Warning signs such as a high PSA level as early as November 1998 warranted further investigations for prostate cancer, according to Mr Miller.

“It is likely that the prostate cancer would have been diagnosed some 10 years earlier had this happened.”

Mr Miller goes on to conclude that “this level of negligence on the part of the GP and the hospital is indefensible. It is very unusual for a patient to be undergoing such close monitoring and to have the opportunity to have this condition diagnosed many years before he presented with disease. This opportunity was sadly missed.”

Following his father’s death, Gerard Moynihan said he could get no answers from the urology department, from hospital management or from HSE headquarters. He eventually resorted to getting his late father’s medical records under the Freedom of Information Act before initiating legal action.

“We are happy with the settlement but no money will ever bring him back. We would have hoped for an apology but it didn’t come to that,” said Gerard.

“Most people would have known my father as a military man, somebody who served the state - and I suppose the state let him down as regards Limerick urology department.”

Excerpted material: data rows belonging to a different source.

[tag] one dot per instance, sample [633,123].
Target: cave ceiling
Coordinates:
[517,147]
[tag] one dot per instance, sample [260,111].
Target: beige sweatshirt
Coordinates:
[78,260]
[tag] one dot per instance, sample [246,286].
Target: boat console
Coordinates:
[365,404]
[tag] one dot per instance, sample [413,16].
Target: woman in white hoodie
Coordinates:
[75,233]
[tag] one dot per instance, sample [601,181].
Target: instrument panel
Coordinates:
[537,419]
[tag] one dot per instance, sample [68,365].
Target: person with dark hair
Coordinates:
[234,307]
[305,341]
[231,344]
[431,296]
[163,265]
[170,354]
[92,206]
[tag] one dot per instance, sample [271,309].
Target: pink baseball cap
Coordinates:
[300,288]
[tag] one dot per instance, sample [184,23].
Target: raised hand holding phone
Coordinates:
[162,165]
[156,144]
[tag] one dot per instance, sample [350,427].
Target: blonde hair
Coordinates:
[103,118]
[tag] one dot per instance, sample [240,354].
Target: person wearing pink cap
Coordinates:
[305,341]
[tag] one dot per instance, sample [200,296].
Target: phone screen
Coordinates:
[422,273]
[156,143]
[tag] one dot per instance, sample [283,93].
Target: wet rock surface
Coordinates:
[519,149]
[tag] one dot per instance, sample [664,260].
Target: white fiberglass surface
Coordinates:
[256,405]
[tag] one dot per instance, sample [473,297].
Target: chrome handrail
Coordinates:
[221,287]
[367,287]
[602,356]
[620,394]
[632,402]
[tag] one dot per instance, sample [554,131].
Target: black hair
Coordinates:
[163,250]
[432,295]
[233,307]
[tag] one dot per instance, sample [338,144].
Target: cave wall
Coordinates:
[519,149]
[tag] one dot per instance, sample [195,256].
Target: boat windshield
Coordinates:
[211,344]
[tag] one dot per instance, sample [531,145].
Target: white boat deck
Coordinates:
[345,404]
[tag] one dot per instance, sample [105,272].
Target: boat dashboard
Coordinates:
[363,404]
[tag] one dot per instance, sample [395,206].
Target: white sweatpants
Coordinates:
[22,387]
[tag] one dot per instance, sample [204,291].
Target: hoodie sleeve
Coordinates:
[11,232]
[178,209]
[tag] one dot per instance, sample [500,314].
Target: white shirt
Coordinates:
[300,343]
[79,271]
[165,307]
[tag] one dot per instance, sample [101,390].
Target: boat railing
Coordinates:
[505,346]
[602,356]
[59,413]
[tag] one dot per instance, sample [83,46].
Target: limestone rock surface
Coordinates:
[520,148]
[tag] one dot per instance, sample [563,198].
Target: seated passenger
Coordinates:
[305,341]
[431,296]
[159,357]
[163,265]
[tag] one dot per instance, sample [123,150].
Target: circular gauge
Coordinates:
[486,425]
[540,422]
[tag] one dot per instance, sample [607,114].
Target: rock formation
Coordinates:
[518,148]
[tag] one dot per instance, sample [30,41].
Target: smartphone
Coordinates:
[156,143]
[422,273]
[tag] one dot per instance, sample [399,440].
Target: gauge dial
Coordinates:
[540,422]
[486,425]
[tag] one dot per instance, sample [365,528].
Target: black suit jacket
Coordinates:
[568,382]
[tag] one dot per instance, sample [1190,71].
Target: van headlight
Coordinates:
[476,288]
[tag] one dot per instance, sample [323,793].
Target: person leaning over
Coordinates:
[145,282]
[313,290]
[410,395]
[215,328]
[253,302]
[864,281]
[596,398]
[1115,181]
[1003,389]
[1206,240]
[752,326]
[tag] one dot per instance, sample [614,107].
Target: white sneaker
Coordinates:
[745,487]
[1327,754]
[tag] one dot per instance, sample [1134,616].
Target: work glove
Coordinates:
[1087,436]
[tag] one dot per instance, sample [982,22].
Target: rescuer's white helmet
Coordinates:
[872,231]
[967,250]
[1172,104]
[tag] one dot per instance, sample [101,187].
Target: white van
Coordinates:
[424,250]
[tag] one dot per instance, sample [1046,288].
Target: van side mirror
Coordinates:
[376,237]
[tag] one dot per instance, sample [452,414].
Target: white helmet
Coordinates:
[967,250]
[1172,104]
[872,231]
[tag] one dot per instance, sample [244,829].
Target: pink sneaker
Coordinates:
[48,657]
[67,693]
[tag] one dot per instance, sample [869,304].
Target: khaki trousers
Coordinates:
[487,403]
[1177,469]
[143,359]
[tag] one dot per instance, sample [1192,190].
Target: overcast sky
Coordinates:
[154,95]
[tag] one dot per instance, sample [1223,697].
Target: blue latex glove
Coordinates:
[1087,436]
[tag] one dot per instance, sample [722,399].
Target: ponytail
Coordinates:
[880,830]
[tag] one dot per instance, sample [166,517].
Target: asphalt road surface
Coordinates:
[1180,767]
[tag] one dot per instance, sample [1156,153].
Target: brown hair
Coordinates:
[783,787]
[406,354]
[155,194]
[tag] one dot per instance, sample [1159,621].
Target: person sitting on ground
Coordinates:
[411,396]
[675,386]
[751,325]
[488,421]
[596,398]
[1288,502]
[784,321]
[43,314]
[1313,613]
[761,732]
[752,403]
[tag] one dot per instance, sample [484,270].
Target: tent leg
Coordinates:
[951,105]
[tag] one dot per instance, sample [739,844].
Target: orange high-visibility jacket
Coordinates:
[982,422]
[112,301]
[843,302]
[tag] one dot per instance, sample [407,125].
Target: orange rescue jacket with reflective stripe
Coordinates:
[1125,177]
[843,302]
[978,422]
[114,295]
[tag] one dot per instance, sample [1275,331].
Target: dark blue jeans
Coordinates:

“Why not do the tests, especially for a man in his 50s and when he had previous urological problems? The reason I’m speaking about it is somebody else may be saved.”

“Men should insist on these checks as regards PSA testing and the manual tests for prostate cancer. Over 2500 people are diagnosed in Ireland every year. These tests should be done and especially in men over 50. Maybe if somebody else insists on the testing, it will change their life. My father didn’t have the chance because he didn’t have the proper tests done,” said Gerard.

The HSE said this week that it did not comment on individual cases.